Nagios Core provides only limited monitoring capabilities, unlike Nagios XI, which is a commercial tool with added features. Once this is done, the tool offers metrics to monitor server performance, remediate services, and reporting. Nagios can be complicated to install, set up, and configure. However, one of the biggest obstacles is getting past the initial setup phase. Many IT pros consider Nagios to be cost-effective and customizable, and appreciate being able to seek support from its user community. Nagios ® is a widely used open source tool for monitoring server and network performance. Of course, that team would have to have one or more members willing to manage and maintain the monitoring system they build.īefore spending a significant portion of your IT budget on application and server monitoring tools, consider this list of the best free systems monitoring tools available today for monitoring your IT needs and environment. On the other hand, they can be useful toolkits that a development team can use to build exactly the type of monitoring tool they need. Open-source tools are sometimes too basic to monitor a system on which a business relies. Deciding which tool suits you needs best depends on what kind of infrastructure you want to monitor, how much of the stack you want to monitor, and how much time and resources you have to invest in building, integrating, and customizing a free server monitoring tool versus investing in a commercial product. There are many popular, widely used systems and server monitoring tools. SAM acts as a single pane of glass to provide complete and comprehensive server, application, virtualization, and infrastructure monitoring capabilities that complement some of the essential free tools you may already use. When we need a server monitoring tool that is easy to install, and supports monitoring and reporting out of the box, we like SolarWinds ® Server & Application Monitor (SAM). When you’ve grown past what one polling engine can do, you have to stand up an entire separate solution (complete with a separate database) rather than federating an additional poller into the existing environment.
Finally, many open-source solutions don’t scale past a single server. Another thing to consider is security, which may become an issue depending on the tool and your company’s guidelines for security. Open-source monitoring solutions often require significant investments to learn, install, configure, and use. In this server monitoring tools guide, I’m sharing some of my favorites with you below. While the debate about free versus commercial goes on, there are well-recommended, free server and systems monitoring tools that many sysadmins swear by.
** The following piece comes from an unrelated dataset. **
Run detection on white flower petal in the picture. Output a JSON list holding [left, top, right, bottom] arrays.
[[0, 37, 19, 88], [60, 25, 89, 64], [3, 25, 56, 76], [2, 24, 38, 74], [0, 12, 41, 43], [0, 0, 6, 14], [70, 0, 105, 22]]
#BEST FREE MEMORY MONITOR SOFTWARE#
That’s all great, but how do you pick out the best server monitoring tools in a field of hundreds? Today, there are commercial products, freeware tools, and open-source software to choose from. Even so, budgets aren’t infinite, and sometimes management mistakenly thinks they can do without because, “Everything’s running great right now, and we’ll know if it doesn’t, right?” Because most organizations live or die by their applications (whether it’s critical internally or for external customers), having the right set of tools to monitor and manage your server environment is critical. To build application infrastructure, you start with an architecture, draw the design, then analyze and choose the platform(s) that best fits. If you’re on the hunt for a free tool that can show you if your packets are passing, your routers are routing, and your NetFlow is flowing, you may want to check out my list of must-have top free network monitoring tools.
#BEST FREE MEMORY MONITOR UPDATE#
So, I think it’s time to review and update those old choices and possibly add a few new tool reviews into the mix. In 2015, we reviewed the must-have free systems and server monitoring tools, but (as everyone knows) the landscape has changed for monitoring, free tools, and IT in general.